A midpoint divides the length into equal parts.
Formula used:
The trigonometric formula of cotangent is,
$\cot \theta =\frac{Base}{Perpendicular}$
Complete step-by-step solution:
We are given a right angled triangle in which two sides are equal that is $AC=BC$ and $D$ is the midpoint of side $AC$. We have to calculate the cotangent of angle $DBC$.
We will draw diagram for a triangle with the given data.
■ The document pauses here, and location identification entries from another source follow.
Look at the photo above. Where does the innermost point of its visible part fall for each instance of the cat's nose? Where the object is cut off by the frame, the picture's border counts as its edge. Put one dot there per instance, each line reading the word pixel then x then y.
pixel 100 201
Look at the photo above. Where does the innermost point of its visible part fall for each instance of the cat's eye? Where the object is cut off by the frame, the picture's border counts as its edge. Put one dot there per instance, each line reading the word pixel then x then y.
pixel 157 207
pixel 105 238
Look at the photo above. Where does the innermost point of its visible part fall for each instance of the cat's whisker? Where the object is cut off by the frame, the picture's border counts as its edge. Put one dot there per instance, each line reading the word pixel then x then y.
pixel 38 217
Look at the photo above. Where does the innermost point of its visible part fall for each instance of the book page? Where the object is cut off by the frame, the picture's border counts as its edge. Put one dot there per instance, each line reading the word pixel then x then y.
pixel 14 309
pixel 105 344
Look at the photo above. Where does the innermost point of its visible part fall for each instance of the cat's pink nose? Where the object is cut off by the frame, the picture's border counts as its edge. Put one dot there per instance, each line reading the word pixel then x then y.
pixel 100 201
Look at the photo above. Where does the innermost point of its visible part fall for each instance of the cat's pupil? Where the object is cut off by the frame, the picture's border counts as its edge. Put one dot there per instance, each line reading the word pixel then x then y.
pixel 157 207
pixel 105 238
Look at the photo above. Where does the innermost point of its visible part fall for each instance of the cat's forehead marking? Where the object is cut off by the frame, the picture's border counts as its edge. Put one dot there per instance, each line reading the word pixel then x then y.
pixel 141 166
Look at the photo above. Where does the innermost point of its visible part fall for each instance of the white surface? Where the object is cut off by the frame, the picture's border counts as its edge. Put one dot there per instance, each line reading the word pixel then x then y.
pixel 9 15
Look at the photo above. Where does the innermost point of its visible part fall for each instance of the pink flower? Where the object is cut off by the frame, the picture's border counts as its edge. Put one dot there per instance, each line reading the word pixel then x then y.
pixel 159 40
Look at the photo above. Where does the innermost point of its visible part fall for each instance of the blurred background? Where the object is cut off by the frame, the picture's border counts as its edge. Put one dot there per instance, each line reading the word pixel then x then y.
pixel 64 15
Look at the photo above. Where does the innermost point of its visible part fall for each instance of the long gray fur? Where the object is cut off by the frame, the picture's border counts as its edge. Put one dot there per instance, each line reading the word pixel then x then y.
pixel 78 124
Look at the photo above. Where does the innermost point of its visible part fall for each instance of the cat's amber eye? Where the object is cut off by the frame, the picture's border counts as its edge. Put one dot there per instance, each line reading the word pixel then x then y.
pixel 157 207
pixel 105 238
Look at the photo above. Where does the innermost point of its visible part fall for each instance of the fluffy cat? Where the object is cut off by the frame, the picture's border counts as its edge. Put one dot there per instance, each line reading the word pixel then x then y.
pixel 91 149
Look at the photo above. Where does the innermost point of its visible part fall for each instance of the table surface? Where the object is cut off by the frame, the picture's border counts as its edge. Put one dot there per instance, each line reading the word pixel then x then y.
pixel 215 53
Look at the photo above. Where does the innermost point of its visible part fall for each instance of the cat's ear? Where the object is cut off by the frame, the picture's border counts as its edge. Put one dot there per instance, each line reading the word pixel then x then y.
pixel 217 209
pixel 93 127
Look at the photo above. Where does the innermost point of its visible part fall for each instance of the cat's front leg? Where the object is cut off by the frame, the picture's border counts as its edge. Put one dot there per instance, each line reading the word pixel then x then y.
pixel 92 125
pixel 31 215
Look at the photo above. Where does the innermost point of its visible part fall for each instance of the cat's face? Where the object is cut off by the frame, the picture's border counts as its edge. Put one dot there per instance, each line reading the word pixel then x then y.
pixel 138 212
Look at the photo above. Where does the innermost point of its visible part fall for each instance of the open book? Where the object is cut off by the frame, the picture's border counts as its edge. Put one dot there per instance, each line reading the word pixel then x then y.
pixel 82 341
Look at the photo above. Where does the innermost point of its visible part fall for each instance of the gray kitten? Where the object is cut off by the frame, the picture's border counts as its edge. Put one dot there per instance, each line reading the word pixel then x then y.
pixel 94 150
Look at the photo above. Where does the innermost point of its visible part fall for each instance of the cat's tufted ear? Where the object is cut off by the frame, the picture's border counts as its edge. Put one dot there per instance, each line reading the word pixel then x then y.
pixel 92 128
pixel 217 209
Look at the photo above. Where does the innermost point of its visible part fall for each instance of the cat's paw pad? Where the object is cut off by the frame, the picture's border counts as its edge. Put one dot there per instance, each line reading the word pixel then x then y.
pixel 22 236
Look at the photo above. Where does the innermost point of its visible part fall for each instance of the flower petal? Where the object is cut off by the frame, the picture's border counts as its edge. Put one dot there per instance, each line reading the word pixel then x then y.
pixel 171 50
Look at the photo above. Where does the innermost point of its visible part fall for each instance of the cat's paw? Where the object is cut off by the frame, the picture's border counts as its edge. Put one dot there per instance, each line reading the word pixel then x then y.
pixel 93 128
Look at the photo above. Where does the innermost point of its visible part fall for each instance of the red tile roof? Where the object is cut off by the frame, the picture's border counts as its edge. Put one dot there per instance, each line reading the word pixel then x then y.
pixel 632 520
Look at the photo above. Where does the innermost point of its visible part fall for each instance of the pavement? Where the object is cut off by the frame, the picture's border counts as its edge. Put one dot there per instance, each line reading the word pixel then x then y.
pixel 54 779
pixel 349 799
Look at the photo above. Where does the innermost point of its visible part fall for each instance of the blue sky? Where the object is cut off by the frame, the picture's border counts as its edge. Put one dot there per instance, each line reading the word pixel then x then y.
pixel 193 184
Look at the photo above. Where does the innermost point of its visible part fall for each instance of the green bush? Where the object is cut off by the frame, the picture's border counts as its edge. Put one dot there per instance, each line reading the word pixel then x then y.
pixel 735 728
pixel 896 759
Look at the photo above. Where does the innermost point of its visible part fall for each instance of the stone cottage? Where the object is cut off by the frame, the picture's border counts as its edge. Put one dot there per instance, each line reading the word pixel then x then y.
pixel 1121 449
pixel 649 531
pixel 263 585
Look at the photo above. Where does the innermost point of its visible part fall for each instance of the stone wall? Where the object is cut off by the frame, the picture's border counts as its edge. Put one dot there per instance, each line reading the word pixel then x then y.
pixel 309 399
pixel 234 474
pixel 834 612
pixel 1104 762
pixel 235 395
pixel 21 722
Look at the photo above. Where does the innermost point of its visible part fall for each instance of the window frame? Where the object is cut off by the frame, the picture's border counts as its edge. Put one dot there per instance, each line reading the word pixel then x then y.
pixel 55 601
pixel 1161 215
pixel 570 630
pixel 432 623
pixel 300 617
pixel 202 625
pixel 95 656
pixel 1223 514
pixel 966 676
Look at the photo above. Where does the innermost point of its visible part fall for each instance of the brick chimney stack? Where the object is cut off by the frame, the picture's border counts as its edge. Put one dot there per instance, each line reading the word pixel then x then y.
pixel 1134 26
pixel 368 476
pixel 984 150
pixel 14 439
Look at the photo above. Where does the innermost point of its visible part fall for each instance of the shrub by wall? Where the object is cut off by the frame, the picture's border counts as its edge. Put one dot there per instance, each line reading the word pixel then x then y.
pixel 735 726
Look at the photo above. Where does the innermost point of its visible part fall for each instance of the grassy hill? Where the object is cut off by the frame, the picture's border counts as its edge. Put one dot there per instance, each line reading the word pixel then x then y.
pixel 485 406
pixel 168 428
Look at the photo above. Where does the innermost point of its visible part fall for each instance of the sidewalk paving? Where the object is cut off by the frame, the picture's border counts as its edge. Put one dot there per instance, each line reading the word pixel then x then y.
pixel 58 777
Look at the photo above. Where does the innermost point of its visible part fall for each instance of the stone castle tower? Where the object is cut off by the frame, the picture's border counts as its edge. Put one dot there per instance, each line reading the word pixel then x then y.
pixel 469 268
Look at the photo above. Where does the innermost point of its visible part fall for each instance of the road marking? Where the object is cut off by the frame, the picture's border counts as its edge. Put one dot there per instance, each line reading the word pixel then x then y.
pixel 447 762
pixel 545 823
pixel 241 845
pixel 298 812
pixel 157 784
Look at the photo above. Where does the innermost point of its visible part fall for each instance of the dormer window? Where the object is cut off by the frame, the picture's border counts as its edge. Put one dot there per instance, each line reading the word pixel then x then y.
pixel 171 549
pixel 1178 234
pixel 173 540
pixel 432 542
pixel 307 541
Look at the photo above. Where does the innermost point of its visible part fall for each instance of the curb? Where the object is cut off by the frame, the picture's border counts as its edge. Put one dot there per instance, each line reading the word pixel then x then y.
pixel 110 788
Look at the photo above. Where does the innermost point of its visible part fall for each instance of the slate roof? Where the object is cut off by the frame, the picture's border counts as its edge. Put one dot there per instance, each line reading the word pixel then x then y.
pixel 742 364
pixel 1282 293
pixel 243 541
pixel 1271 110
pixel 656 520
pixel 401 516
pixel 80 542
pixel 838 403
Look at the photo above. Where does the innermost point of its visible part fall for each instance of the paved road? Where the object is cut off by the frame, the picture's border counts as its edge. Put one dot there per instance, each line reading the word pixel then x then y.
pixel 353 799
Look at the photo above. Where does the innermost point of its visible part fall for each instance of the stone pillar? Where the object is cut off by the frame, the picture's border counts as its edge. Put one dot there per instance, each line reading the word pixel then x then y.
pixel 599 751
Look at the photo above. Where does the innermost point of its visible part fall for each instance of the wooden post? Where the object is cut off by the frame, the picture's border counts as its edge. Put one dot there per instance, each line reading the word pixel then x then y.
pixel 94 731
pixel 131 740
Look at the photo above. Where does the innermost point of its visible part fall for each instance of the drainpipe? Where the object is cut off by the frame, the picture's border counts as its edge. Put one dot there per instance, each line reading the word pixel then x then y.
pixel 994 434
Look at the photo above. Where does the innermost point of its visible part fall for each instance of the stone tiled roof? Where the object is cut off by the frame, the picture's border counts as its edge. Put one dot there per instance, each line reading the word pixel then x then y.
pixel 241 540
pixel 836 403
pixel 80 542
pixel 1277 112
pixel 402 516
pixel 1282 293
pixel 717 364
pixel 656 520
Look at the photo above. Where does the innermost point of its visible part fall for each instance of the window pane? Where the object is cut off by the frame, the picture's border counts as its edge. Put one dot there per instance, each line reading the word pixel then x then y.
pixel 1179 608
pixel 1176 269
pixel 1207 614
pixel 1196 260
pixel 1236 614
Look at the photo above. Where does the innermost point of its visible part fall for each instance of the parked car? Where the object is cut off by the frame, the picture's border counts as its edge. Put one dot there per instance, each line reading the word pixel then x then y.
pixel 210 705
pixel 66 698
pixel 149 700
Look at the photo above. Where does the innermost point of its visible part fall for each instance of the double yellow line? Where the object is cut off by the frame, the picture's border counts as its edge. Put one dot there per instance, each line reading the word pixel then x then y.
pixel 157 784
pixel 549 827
As $D$ is the midpoint of side$AC$, then$AD=DC$.
Now in triangle $DBC$,
$\cot B=\frac{BC}{DC}$
As $AC=BC$ and$AD=DC$, we can write $BC$ as $BC=2DC$.
$\begin{align}
  & \cot B=\frac{2DC}{DC} \\
 & \cot B=2 \\
\end{align}$
The cotangent of angle $DBC$is equal to $\cot B=2$ in a right angled triangle when$AC=BC$ and $D$ is the midpoint of $AC$.Hence the correct option is (A).
Note:
We could have also calculated the tangent of angle $DBC$ and then inversed the result derived because we know that cotangent is the inverse of tangent that is $\cot \theta =\frac{1}{\tan \theta }$.
A right angled triangle is a type of triangle in which one angle is always ${{90}^{0}}$. The three sides of a right angled triangle are termed as base, perpendicular or altitude and hypotenuse where hypotenuse is the longest side and it is the side opposite to the right angle that is ${{90}^{0}}$. The relationship between the sides of this triangle is depicted by the Pythagoras theorem which is ${{H}^{2}}={{P}^{2}}+{{B}^{2}}$.